As I had hoped it might be, the library was now in darkness. Daffy must have gone to bed soon after I left her, because Paradise Lost was still lying open, facedown, in the same position I had last seen it—which was a sure indication of my sister’s state of mind.
If I had left a book lying open on its face like that, she’d have flung it into my face, along with a fiery lecture on what she always referred to as “respect for the printed word.”
I knew well enough what a gamekeeper was, since there had once been one at Buckshaw, although that was long before my time, of course. Much more recently, Daffy had read to us selected passages from Lady Chatterley’s Lover, which was interesting if you were keen on country houses but far too full of gush and mush if you were not.
I switched on a small table lamp and went directly to the Oxford English Dictionary, “The Holy of Holies,” as Daffy called it: twelve volumes plus supplement. The Ns were in the seventh volume. I lifted it down, opened it in my lap, and ran my finger down the page:
Nictation … Niddering … Niddicock—
Aha! So that was where Daffy had dredged up the word.

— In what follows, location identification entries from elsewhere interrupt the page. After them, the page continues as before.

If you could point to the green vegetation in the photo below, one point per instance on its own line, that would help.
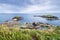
(16, 33)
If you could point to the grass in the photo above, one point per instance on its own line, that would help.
(16, 33)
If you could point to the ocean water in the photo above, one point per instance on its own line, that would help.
(29, 18)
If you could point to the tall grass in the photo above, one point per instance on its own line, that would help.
(16, 33)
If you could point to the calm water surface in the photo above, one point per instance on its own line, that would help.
(30, 18)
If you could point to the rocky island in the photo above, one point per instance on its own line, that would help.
(48, 17)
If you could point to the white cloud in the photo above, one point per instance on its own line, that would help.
(6, 8)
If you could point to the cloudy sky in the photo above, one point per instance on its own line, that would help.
(29, 6)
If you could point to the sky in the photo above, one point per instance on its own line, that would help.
(29, 6)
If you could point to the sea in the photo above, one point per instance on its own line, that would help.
(27, 17)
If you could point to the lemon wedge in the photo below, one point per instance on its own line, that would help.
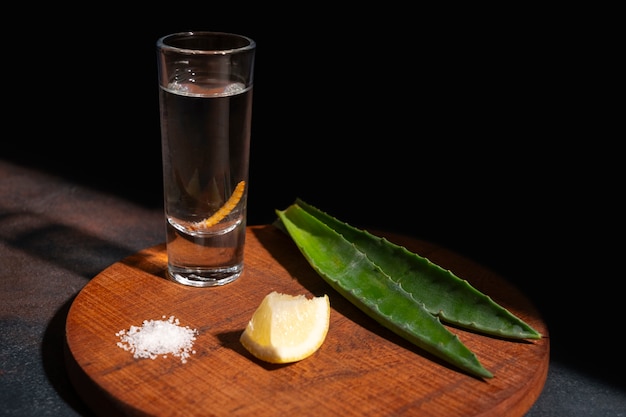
(287, 328)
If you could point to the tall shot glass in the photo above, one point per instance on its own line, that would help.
(205, 101)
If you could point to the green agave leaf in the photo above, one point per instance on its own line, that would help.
(352, 274)
(441, 292)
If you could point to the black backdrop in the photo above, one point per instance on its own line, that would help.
(451, 126)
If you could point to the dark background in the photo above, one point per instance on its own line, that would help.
(473, 129)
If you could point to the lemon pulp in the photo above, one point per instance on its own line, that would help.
(287, 328)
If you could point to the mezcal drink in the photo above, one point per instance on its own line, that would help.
(205, 98)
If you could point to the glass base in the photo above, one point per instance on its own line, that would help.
(204, 277)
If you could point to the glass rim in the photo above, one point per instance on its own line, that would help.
(162, 43)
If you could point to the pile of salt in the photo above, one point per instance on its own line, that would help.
(158, 337)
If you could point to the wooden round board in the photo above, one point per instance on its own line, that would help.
(361, 369)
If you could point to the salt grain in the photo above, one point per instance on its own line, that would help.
(158, 337)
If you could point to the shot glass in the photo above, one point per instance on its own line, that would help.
(205, 101)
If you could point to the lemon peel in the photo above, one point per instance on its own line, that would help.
(287, 328)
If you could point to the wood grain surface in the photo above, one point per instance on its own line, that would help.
(362, 369)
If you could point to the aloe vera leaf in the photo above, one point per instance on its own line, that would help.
(364, 284)
(443, 293)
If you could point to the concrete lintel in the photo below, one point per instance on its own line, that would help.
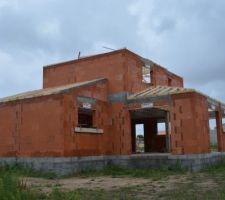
(149, 99)
(118, 97)
(86, 99)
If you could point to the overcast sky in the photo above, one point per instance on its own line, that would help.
(185, 36)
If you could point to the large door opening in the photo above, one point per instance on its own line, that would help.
(150, 131)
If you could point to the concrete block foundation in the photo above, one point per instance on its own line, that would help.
(67, 165)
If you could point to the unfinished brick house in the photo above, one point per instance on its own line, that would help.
(92, 105)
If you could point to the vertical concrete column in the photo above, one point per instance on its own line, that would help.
(219, 129)
(167, 132)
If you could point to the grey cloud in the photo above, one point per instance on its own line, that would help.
(185, 36)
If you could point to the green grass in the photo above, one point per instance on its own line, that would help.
(115, 171)
(193, 187)
(18, 170)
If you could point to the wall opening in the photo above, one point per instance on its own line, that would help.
(161, 128)
(223, 123)
(146, 74)
(169, 82)
(85, 118)
(213, 131)
(149, 133)
(139, 135)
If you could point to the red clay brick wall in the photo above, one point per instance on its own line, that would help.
(221, 133)
(189, 124)
(123, 70)
(111, 67)
(112, 118)
(161, 77)
(31, 127)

“Flavia, you dim-witted niddicock,” she was fond of saying.
Daffy is the only person I know who mines the Oxford English Dictionary for insults in the same way others dig for diamonds.
Ah, here it was:
Nide (n?id), sb. [ad. F. nid or L. nid-us: the older F. ni is represented by Nye. Cf. Nid.] A brood or nest of pheasants.
My blood was instantly ice water.
Pheasants! A nest of pheasants!
“Pheasant sandwiches!” Harriet’s words on the ciné film.
“And have you, also, acquired a taste for pheasant sandwiches, young lady?” Mr. Churchill’s words at Buckshaw Halt.
But what did they mean?
My brain was crawling with words, with images, and with half-formed ideas.
I knew suddenly that I needed to get away from this house of perpetual gloom, get away to somewhere I could think new thoughts—my own thoughts, rather than the worn-out thoughts of others.
I would pack a breakfast-lunch.
Where would I go? I didn’t know.
The dovecote at Culverhouse Farm, perhaps. The dusty tower, silent save for the cooing of the doves, was a tempting hideout. Even a couple of hours away would give me time to think without having to worry about bargers.
I’d be back in plenty of time to get dressed for the funeral.